To recapitulate in brief: drastic action to save the pound, which the Federal Reserve Bank not only would be intimately involved in but would actually join in initiating, was going to be taken by the government banks—or central banks, as they are more commonly called—of the non-Communist world’s leading nations as soon as possible after the next morning’s opening of the London and Continental financial
markets, which would occur between 4 and 5 A.M. New York time. Britain was face to face with bankruptcy, the reasons being that a huge deficit in its international accounts over the previous months had resulted in concomitant losses in the gold and dollar reserves held by the Bank of England; that worldwide fear lest the newly elected Labour Government decide, or be forced, to ease the situation by devaluing the pound from its dollar parity of about $2.80 to some substantially lower figure had caused a flood of selling of pounds by hedgers and speculators in the international money markets; that the Bank of England, fulfilling an international obligation to sustain the pound at a free-market price no lower than $2.78, had been losing millions of dollars a day from its reserves, which now stood at about two billion dollars, their lowest point in many years.
The remaining hope lay in amassing, in a matter of hours before it would be too late, an unheard-of sum in short-term dollar credits to Britain from the central banks of the world’s rich nations.

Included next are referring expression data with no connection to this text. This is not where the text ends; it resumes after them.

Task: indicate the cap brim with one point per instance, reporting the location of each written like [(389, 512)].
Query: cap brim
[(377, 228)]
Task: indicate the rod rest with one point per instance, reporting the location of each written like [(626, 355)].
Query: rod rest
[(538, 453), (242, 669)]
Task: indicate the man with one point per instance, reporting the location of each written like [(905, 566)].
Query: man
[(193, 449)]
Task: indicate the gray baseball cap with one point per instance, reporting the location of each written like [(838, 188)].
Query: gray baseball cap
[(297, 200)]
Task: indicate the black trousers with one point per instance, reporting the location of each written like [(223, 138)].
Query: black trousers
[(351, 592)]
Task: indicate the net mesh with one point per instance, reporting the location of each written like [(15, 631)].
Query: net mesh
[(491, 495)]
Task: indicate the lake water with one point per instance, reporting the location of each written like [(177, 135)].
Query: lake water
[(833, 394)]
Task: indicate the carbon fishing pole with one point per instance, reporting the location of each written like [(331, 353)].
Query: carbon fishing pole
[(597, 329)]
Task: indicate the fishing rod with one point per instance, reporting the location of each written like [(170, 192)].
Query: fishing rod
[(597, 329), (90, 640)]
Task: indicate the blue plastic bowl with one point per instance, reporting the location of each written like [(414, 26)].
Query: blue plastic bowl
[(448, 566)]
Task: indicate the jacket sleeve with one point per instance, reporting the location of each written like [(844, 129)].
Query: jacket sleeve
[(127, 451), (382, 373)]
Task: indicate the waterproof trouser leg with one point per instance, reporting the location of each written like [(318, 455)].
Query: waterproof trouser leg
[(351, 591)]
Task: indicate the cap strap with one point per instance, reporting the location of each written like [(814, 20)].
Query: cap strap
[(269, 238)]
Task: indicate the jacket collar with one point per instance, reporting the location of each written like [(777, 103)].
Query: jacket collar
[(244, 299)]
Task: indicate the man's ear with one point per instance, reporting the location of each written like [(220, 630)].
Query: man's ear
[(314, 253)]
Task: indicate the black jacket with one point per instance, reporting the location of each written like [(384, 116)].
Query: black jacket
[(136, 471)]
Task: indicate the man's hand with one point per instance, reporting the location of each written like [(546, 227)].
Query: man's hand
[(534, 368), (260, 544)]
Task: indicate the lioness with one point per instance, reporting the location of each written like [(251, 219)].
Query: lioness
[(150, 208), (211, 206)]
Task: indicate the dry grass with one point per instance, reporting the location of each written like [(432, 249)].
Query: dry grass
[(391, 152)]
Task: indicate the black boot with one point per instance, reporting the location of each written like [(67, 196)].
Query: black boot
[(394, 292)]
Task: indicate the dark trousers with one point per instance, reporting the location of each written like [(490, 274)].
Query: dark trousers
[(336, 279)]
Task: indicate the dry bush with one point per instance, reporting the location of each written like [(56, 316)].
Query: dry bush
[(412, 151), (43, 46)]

With such credits at its disposal, the Bank of England would presumably be able to buy up pounds so aggressively that the speculative attack could be absorbed, contained, and finally beaten back, giving Britain time to set its economic affairs in order. Just what the sum necessary for rescue should be was an open question, but earlier that day the monetary authorities of the United States and Britain had concluded that it would have to be at least two billion dollars, and perhaps even more. The United States, through the Federal Reserve Bank of New York and the Treasury-owned Export-Import Bank, in Washington, had that day committed itself to one billion; the task that remained was to persuade the other leading central banks—habitually spoken of in the central-banking world as “the Continent,” even though they include the Banks of Canada and Japan—to lend more than a billion in addition.